The U.S. Environmental Protection Agency has recently provided a one-time extension of the reporting deadline to September 28, 2012 for any entity that reports under the following source categories:
• Electronics Manufacturing (Subpart I)
• Fluorinated Gas Production (Subpart L)
• Magnesium Production (Subpart T)
• Petroleum and Natural Gas Systems (Subpart W)
• Use of Electric Transmission and Distribution Equipment (Subpart DD)
• Underground Coal Mines (Subpart FF)
• Industrial Wastewater Treatment (Subpart II)
• Imports and Exports of Equipment Pre–charged with Fluorinated GHGs or Containing Fluorinated GHGs in Closed–cell Foams (Subpart QQ)
• Carbon Dioxide Injection and Geologic Sequestration (Subpart RR)
• Manufacture of Electric Transmission and Distribution (subpart SS)
• Industrial Waste Landfills (Subpart TT)
• Injection of Carbon Dioxide (Subpart UU)
For the EPA, 2011 is the first year for data collection. The agency reports that it is extending the reporting deadline "to ensure that there is sufficient time for development and stakeholder testing of the electronic GHG reporting tool."
On the state front, ARB has made changes to GHG regulations, which will become effective by January 1, 2012. The deadline for reporting 2011 emissions is either April 1 or June 1, 2012, depending on the type of industry.

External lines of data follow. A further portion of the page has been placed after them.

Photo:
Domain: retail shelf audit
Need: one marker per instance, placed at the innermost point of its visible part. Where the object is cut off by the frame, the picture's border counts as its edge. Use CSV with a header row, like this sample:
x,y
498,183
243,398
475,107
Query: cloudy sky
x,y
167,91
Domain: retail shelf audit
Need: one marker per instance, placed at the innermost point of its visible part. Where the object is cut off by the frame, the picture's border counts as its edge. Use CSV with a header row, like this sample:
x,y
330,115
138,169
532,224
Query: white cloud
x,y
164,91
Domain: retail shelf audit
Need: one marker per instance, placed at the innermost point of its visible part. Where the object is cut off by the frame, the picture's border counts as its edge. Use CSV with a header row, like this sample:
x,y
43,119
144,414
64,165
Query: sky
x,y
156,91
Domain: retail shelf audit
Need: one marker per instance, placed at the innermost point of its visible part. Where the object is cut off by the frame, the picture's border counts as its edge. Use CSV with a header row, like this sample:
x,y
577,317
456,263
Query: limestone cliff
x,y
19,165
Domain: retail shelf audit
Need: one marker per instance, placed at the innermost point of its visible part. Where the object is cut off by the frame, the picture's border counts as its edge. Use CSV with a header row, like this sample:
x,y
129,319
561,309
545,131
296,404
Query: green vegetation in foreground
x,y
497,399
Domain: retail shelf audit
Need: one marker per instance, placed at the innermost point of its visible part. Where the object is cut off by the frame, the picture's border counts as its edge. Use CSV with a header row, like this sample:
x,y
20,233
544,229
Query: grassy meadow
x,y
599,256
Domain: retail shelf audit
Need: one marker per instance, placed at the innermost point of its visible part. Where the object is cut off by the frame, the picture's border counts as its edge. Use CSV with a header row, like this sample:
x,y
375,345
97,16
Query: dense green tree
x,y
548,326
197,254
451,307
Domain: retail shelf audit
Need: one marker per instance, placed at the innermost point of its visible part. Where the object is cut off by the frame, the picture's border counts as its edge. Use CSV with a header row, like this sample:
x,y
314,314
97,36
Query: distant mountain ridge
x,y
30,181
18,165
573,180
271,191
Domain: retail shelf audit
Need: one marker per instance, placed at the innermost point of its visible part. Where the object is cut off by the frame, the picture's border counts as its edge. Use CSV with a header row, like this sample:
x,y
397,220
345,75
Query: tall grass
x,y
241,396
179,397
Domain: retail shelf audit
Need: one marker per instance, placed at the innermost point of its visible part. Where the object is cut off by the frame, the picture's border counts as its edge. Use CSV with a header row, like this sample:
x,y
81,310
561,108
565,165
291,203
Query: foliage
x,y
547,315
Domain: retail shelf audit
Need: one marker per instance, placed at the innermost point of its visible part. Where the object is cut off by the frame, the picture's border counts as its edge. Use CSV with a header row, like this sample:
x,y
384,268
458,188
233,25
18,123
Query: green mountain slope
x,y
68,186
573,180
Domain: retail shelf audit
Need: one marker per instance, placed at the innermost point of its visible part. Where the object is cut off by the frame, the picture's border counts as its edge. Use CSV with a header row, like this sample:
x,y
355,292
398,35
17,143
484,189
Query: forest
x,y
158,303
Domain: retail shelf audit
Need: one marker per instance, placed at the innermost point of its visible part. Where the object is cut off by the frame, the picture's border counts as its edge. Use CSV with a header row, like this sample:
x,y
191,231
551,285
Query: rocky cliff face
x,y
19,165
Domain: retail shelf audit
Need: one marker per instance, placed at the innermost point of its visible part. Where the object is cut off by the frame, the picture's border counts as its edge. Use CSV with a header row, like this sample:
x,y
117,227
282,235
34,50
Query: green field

Portions of the California Air Resources Board AB32 (Greenhouse Gas regulation) were challenged by a coalition of environmental groups. In the case Association of Irritated Residents vs. CARB, plaintiffs alleged improper interpretation of AB32, failure to comply with AB32 and violations of CEQA by CARB. The court ruled in favor of CARB on the first two issues but in favor of the plaintiffs on the CEQA issue. The court found that CARB had inadequately analyzed CEQA alternatives to the Cap & Trade program within the Scoping Plan such as carbon taxes or fees and additions to the command and control program. CARB was found in violation of CEQA when it improperly approved the plan before reviewing responses to comments. The court stated that CARB "seeks to create a fait accompli by premature establishment of a Cap & Trade program before alternatives can be exposed to public comment and properly evaluated by the CARB itself," that CARB's "analysis provides no evidence to support its chosen approach," and its action "undermines CEQA's goal of informed decision-making." The judge ordered CARB to set aside its Functional Equivalent Document (FED) and enjoining any implementation of the Scoping Plan until it demonstrates full compliance with CEQA.